Eine zentrale Rolle spielt dabei die Nation Of Islam (N.O.I.), eine radikale Sekte, die durch den notorischen Antisemitismus ihres „leaders“ regelmäßig in die Schlagzeilen gerät. Mit ihren derzeit rund 800.000 Mitgliedern ist sie alles andere als eine marginale Splittergruppe bornierter Spinner. In ihrer relativen Größe zeigt sich eher das starke Bedürfnis nach einer Befreiungsphilosophie, die eine wie auch immer geartete Vereinnahmung durch Nicht- Schwarze von vorneherein ausschließt.

Ähnlich wie zu Beginn der siebziger Jahre, als eine ganze Reihe von Free-Jazzern zum Islam konvertierte, erfreut sich die N.O.I. heute auch innerhalb der HipHop-Szene einer wachsenden Beliebtheit.
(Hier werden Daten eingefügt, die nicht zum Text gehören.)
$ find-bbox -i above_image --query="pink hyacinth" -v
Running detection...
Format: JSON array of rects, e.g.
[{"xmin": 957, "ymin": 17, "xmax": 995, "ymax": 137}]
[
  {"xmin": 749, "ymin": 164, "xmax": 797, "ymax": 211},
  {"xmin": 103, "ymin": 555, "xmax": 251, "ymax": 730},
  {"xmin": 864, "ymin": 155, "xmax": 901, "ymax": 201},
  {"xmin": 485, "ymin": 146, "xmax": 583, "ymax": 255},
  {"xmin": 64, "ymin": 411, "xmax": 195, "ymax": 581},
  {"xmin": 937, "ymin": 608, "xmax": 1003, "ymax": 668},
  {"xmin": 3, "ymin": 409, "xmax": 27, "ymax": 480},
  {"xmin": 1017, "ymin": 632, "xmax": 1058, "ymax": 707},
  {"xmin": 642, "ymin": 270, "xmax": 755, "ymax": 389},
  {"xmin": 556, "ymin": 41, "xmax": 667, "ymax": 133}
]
Gruppen wie X-Clan lassen nicht nach, der „Nation“ auf ihren Platten für „wisdom“ und „guidance“ zu danken, das kleine HipHop-Label Hollywood Basic nahm vor kurzem den rappenden Jugendbeauftragten der Sekte Prince Akeem unter Vertrag, und auch Public Enemy — selbst bereits vor zwei Jahren wegen wiederholter homophober und antisemitischer Ausfälle ihres damaligen Mitglieds Professor Griff im Kreuzfeuer der Kritik — machen nach wie vor keinen Hehl aus einer Sympathie für Louis Farrakhan.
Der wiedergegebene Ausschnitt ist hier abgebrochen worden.